Mr. Buttigieg’s remarks reflect a growing sentiment in the local political and civic worlds about the verdict, as well as the reaction from officials on the national scene.

Josh Penn, the deputy mayor of public affairs for the City of Philadelphia, reacted to the jury’s not-guilty verdict in a statement to a local news outlet.

“While I certainly believe he should be held accountable for his actions, I am disappointed by the judge’s decision,” Mr. Penn said. “While the legal system is too slow for any of us to feel justice has been served, I believe Judge Sullivan still has his integrity, his health, and his family and friends to focus on.”
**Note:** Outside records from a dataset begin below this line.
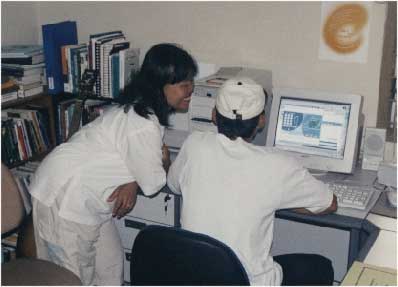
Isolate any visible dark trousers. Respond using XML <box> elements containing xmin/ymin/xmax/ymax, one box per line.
<box><xmin>274</xmin><ymin>253</ymin><xmax>334</xmax><ymax>286</ymax></box>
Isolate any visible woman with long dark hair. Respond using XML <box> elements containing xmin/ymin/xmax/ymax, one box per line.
<box><xmin>30</xmin><ymin>44</ymin><xmax>197</xmax><ymax>285</ymax></box>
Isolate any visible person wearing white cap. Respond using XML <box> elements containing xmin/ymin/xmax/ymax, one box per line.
<box><xmin>167</xmin><ymin>78</ymin><xmax>337</xmax><ymax>285</ymax></box>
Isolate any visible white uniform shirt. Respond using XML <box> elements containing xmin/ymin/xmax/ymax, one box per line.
<box><xmin>167</xmin><ymin>132</ymin><xmax>333</xmax><ymax>285</ymax></box>
<box><xmin>30</xmin><ymin>107</ymin><xmax>166</xmax><ymax>225</ymax></box>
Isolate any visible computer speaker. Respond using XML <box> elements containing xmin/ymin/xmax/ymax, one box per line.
<box><xmin>362</xmin><ymin>128</ymin><xmax>386</xmax><ymax>170</ymax></box>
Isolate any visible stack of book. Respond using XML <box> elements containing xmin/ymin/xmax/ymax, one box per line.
<box><xmin>1</xmin><ymin>75</ymin><xmax>19</xmax><ymax>103</ymax></box>
<box><xmin>1</xmin><ymin>106</ymin><xmax>51</xmax><ymax>166</ymax></box>
<box><xmin>88</xmin><ymin>31</ymin><xmax>140</xmax><ymax>98</ymax></box>
<box><xmin>61</xmin><ymin>31</ymin><xmax>139</xmax><ymax>98</ymax></box>
<box><xmin>1</xmin><ymin>45</ymin><xmax>46</xmax><ymax>101</ymax></box>
<box><xmin>11</xmin><ymin>161</ymin><xmax>40</xmax><ymax>214</ymax></box>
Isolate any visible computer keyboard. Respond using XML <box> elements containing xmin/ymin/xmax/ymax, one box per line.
<box><xmin>328</xmin><ymin>182</ymin><xmax>374</xmax><ymax>210</ymax></box>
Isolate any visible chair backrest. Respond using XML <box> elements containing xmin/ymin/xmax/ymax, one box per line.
<box><xmin>1</xmin><ymin>163</ymin><xmax>25</xmax><ymax>235</ymax></box>
<box><xmin>130</xmin><ymin>225</ymin><xmax>250</xmax><ymax>285</ymax></box>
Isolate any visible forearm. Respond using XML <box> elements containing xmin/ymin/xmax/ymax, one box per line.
<box><xmin>292</xmin><ymin>195</ymin><xmax>337</xmax><ymax>215</ymax></box>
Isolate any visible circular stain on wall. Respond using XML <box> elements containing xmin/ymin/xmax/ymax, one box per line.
<box><xmin>323</xmin><ymin>4</ymin><xmax>368</xmax><ymax>54</ymax></box>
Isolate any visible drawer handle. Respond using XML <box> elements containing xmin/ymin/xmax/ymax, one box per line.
<box><xmin>124</xmin><ymin>219</ymin><xmax>146</xmax><ymax>229</ymax></box>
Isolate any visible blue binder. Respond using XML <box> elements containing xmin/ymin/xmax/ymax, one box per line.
<box><xmin>42</xmin><ymin>21</ymin><xmax>77</xmax><ymax>95</ymax></box>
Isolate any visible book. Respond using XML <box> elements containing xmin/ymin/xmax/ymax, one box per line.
<box><xmin>18</xmin><ymin>85</ymin><xmax>44</xmax><ymax>98</ymax></box>
<box><xmin>1</xmin><ymin>53</ymin><xmax>44</xmax><ymax>65</ymax></box>
<box><xmin>1</xmin><ymin>63</ymin><xmax>45</xmax><ymax>78</ymax></box>
<box><xmin>1</xmin><ymin>90</ymin><xmax>18</xmax><ymax>103</ymax></box>
<box><xmin>109</xmin><ymin>53</ymin><xmax>120</xmax><ymax>98</ymax></box>
<box><xmin>42</xmin><ymin>21</ymin><xmax>77</xmax><ymax>95</ymax></box>
<box><xmin>12</xmin><ymin>74</ymin><xmax>42</xmax><ymax>86</ymax></box>
<box><xmin>88</xmin><ymin>30</ymin><xmax>123</xmax><ymax>70</ymax></box>
<box><xmin>119</xmin><ymin>48</ymin><xmax>140</xmax><ymax>89</ymax></box>
<box><xmin>93</xmin><ymin>34</ymin><xmax>125</xmax><ymax>97</ymax></box>
<box><xmin>1</xmin><ymin>45</ymin><xmax>43</xmax><ymax>58</ymax></box>
<box><xmin>341</xmin><ymin>261</ymin><xmax>397</xmax><ymax>286</ymax></box>
<box><xmin>100</xmin><ymin>38</ymin><xmax>130</xmax><ymax>98</ymax></box>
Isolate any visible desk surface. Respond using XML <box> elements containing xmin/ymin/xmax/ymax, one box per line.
<box><xmin>364</xmin><ymin>213</ymin><xmax>397</xmax><ymax>269</ymax></box>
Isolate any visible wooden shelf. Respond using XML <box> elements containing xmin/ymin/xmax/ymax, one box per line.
<box><xmin>1</xmin><ymin>93</ymin><xmax>56</xmax><ymax>168</ymax></box>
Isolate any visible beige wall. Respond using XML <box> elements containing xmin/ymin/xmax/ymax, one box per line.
<box><xmin>2</xmin><ymin>2</ymin><xmax>385</xmax><ymax>126</ymax></box>
<box><xmin>1</xmin><ymin>1</ymin><xmax>41</xmax><ymax>44</ymax></box>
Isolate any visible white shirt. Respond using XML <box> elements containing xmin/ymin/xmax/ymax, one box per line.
<box><xmin>30</xmin><ymin>107</ymin><xmax>166</xmax><ymax>225</ymax></box>
<box><xmin>167</xmin><ymin>132</ymin><xmax>333</xmax><ymax>285</ymax></box>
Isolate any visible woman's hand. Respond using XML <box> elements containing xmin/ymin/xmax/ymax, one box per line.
<box><xmin>162</xmin><ymin>144</ymin><xmax>171</xmax><ymax>172</ymax></box>
<box><xmin>107</xmin><ymin>181</ymin><xmax>138</xmax><ymax>219</ymax></box>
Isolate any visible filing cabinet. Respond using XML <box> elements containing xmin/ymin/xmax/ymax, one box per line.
<box><xmin>114</xmin><ymin>188</ymin><xmax>181</xmax><ymax>283</ymax></box>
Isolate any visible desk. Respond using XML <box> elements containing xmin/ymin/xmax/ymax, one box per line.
<box><xmin>363</xmin><ymin>213</ymin><xmax>397</xmax><ymax>269</ymax></box>
<box><xmin>116</xmin><ymin>154</ymin><xmax>396</xmax><ymax>282</ymax></box>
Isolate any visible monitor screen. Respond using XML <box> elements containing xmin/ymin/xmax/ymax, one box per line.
<box><xmin>275</xmin><ymin>98</ymin><xmax>351</xmax><ymax>159</ymax></box>
<box><xmin>267</xmin><ymin>88</ymin><xmax>362</xmax><ymax>173</ymax></box>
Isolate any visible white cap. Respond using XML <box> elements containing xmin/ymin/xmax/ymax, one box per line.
<box><xmin>216</xmin><ymin>77</ymin><xmax>265</xmax><ymax>120</ymax></box>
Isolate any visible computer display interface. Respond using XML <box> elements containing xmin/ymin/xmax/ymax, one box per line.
<box><xmin>267</xmin><ymin>88</ymin><xmax>362</xmax><ymax>173</ymax></box>
<box><xmin>275</xmin><ymin>98</ymin><xmax>351</xmax><ymax>159</ymax></box>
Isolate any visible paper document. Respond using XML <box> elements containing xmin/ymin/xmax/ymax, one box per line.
<box><xmin>341</xmin><ymin>261</ymin><xmax>397</xmax><ymax>286</ymax></box>
<box><xmin>189</xmin><ymin>96</ymin><xmax>217</xmax><ymax>132</ymax></box>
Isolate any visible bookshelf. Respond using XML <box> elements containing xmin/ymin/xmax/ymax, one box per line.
<box><xmin>1</xmin><ymin>93</ymin><xmax>56</xmax><ymax>168</ymax></box>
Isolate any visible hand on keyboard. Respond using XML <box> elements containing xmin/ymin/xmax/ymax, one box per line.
<box><xmin>328</xmin><ymin>183</ymin><xmax>373</xmax><ymax>210</ymax></box>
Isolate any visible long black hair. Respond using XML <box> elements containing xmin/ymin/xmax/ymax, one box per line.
<box><xmin>216</xmin><ymin>109</ymin><xmax>261</xmax><ymax>140</ymax></box>
<box><xmin>119</xmin><ymin>43</ymin><xmax>198</xmax><ymax>126</ymax></box>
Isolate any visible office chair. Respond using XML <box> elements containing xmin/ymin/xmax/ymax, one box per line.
<box><xmin>1</xmin><ymin>163</ymin><xmax>82</xmax><ymax>286</ymax></box>
<box><xmin>130</xmin><ymin>225</ymin><xmax>250</xmax><ymax>285</ymax></box>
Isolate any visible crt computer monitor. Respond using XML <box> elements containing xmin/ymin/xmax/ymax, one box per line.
<box><xmin>267</xmin><ymin>88</ymin><xmax>362</xmax><ymax>173</ymax></box>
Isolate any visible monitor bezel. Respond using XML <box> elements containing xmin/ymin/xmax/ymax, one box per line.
<box><xmin>266</xmin><ymin>88</ymin><xmax>362</xmax><ymax>173</ymax></box>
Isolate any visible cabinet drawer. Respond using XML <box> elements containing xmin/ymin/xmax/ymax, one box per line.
<box><xmin>123</xmin><ymin>249</ymin><xmax>131</xmax><ymax>283</ymax></box>
<box><xmin>127</xmin><ymin>192</ymin><xmax>176</xmax><ymax>226</ymax></box>
<box><xmin>114</xmin><ymin>217</ymin><xmax>167</xmax><ymax>249</ymax></box>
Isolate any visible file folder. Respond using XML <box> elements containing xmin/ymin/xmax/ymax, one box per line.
<box><xmin>42</xmin><ymin>21</ymin><xmax>77</xmax><ymax>95</ymax></box>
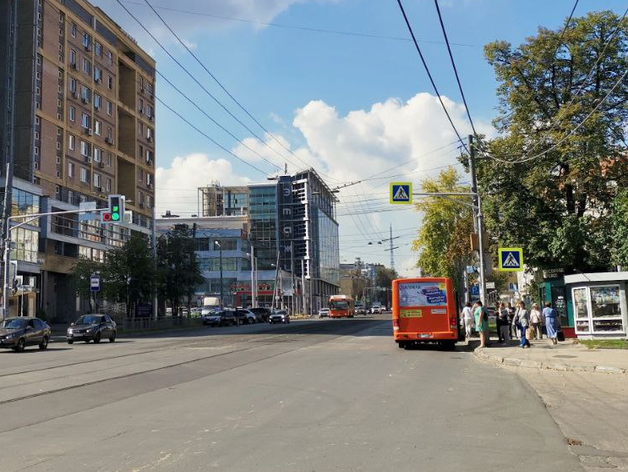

Other officials tweeted out their reactions as well, the mayor of Philadelphia, Jim Kenney, later tweeting: “Overturned the #Rittenhouse trial verdict. Not a good look for us and will embarrass Philly.”

Senator Bob Casey of Pennsylvania’s spokesman, Matt Sparks, tweeted: “Glad we took the conviction of Philadelphia Municipal Court Judge Curtis Sullivan seriously and even brought them to court.”

[email protected]_forte also didn’t help her husband by tweeting out ““What Difference Does It Make?” The same night she campaigned with candidate Bob Casey for reelection. He was 2nd on ballot. Her reply is not a surprise. — Matt Ferner (@mattferner01) March 8, 2021

[email protected]_forte said her husband had nothing to say to her when they were in D.C. for inauguration. Yet she chided him for being a “deadbeat father” when they were there — Matt Ferner (@mattferner01) March 8, 2021

[email protected]_forte did not say anything to her husband when they were in D.C. for inauguration. Yet she chided him for being a “deadbeat father” when they were there — Matt Ferner (@mattferner01) March 8, 2021

Senator Bob Casey did not directly address a tweet that Ms. Buttigieg had sent on February 25, seemingly suggesting that Mr. Buttigieg will run for Philadelphia mayor against the five-term incumbent, Jim Kenney.

@e_forte Talking about these allegations is very off topic, thank you. I would have wanted to talk about things about our city. — Senator Bob Casey (@SenBobCasey) February 25, 2015

Mr. Sullivan served as the first African-American judge of Philadelphia Municipal Court in 2015 and is an active member of the Boy Scouts of America, the City of Philadelphia and the Democratic party.

The Philadelphia Municipal Court employs about 1,400 people who hear approximately 700,000 misdemeanor, civil and small claims cases per year.